# Edge Optimization

In the previous sections, we built models and evaluated their performance. We should have also picked the best performing one or the one we like. Now it is time to convert the model into optimized C-code that can be deployed on an Edge device.

Check here to see the supported layers for C code conversion.

Supported Layers & Functions

# Edge tab of the .h5 model

Let us open the downloaded .h5 file and go to its Edge tab. In the tab we find the following sections:

  • Architecture, we can choose to optimize our Edge model (C-code) for different target architectures. As of the time of writing this tutorial there’s only ANSI C (C99) option but more options will be added in the future.

  • Output Directory tab allows the user to determine the name of the output folder with all the generated code.

  • Timestamps API allows us to track the time of when the input data for a prediction/classification was input to the model. This is optional and it controls whether a time input argument is required in the generated code.

  • C Prefix, it defines the function names inside the generated C API for the Edge model.

  • Layers, we can select what layers to include in code generation, which depends on the need. Let’s leave both these fields as below.

# Data Compare Test (Optional)

In this section, we are going to focus on how to generate Data Compare Test together with our Edge model. The purpose of this test is to verify that the Edge model gives the same output as the HDF5 (.h5) model when feeding them both the same data as input.
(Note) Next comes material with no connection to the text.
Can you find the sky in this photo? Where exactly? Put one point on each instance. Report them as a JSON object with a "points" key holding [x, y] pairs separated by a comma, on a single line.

Firstly, let’s enable the test by checking the box. And in order to set it up, we need to provide the input and output data to test with.

For the input, we are going to use CombinedGesture\combined1\acconeer-sparse.data. Next, click the "" button next to the Input file field. In the file browse dialog select the file as shown below. Make sure to use the same path as in the picture.

For the output, we will use Result\ModelReducedSize\Predictions_Model25\sessions\combined2\Model25.data, which is output from the Model25.h5 model. To do it by clicking the "" button next to the Expected output file field. In the file browse dialog select the file (this filename is the same the model name) as shown below. Make sure to use the same path as in the picture.

Note: it is really important that you verify that the acconeer-sparse.data and MyModel.data (in this case Model25.data) are from the same recording. Otherwise the Data Compare test will fail regardless if the Edge model is correct or not.

# Build Edge

Now we are ready to build the edge model as well as the test.

Click on Build Edge at bottom. In a matter of seconds the Edge model has been generated and a report is provided for us. Here we can see how much memory this model will use when deployed on a device. We can also see the input and out parameters, as well as the layers in the model.

After clicking OK, you can see that edge codes are generated in the edge folder.

# Edge code testing

Now it's time to verify the generated model using the generated test. Right click the Makefile in the edge folder that was generated when building edge. Select Make All. This will invoke cygwin to run the model and test.

From the output below we can now confirm that the generated Edge model is equal to the HDF5 (.h5) model to within the sixth decimal. We can safely deploy this model and be confident that it will perform just as well as the .h5 model. The only difference is that our Edge model consumes a fraction of the memory/processing power during runtime and can run on any embedded platform!

Well done! You just completed the guide with Accorneer sensor.